Entrevista com Eury Donavio – Fiados na esquina do céu com o inferno |

Por Geórgia Alves

Eury Donavio, nascido na cidade de Floresta do Navio, sertão pernambucano, desde menino assentou terreno no Recife, e hoje mora entre um dos melhores bairros, senão o mais literário, no sentido da história e da estética de suas praças e logradouros históricos, da Zona Norte da cidade. Enquanto estudante do colégio São Bento, que fica mesmo é em Olinda, fez, em silêncio, do seu grande projeto de vida objeto de um método.

Formado em Engenharia, Eury começou colecionando frases, expressões que ouvia na infância nas idas e vindas ao interior. Repare que é difícil encontrar parelha para o povo nordestino em matéria de ditado popular, frase de efeito e oração recheada de sabedoria. Entre as melhores que encontrei no livro, há esta a “la Raskonikov”, bem dostoievskiana: “Na terra, só existe castigo pra quem é descoberto, e ninguém vai pro inferno porque matou o cão” (DONAVIO, Eury, Fiados na esquina do céu com o inferno, pág. 94).

O livro foi publicado pela Editora Coqueiro, comandado por uma livreira bastante conhecida do litoral ao sertão, em Pernambuco, Aninha Ferraz. Aliás, Ferraz e outros sobrenomes sertanejos são bastante conhecidos em todo o Nordeste por grandes atuações, grandes feitos e também grandes disputas e pelejas que se arrastaram por gerações e gerações.
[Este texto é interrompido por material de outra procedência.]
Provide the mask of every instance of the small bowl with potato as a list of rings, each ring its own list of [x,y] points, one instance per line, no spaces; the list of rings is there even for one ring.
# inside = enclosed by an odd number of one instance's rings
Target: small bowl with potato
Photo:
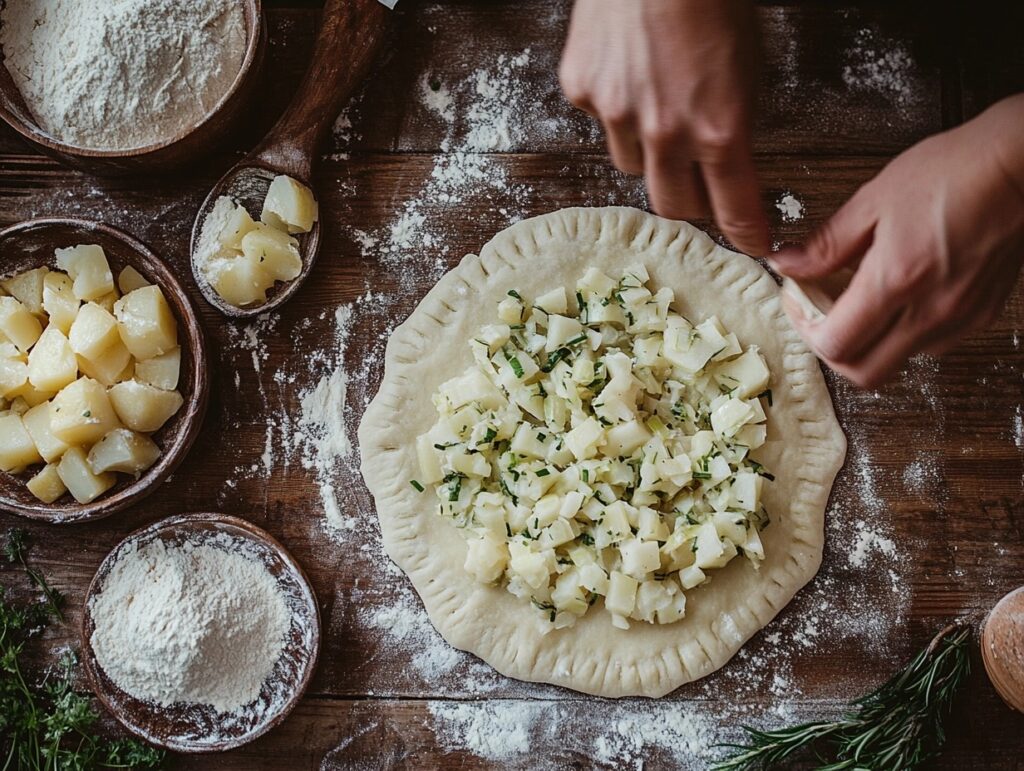
[[[195,311],[148,247],[83,220],[0,231],[0,509],[75,522],[141,500],[208,396]]]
Um pouco do cenário que iremos encontrar em “Fiados na esquina do céu com o inferno”.

A história desta personagem que conhecemos pela alcunha de Matador, a enfrentar purgatórios, infernos, céus e outros sertões da geografia e da vida mesma, mas também do universo do fantástico, para cumprir sua sina. Melhor dizendo, uma missão, dado que não se disse menos de Virgulino Ferreira, o Lampião, com quem o Matador bem se assemelha ao empunhar uma parabelo, arma de origem alemã, que pelo sertão virou sinônimo de prestígio para quem desafia a “Ordem”.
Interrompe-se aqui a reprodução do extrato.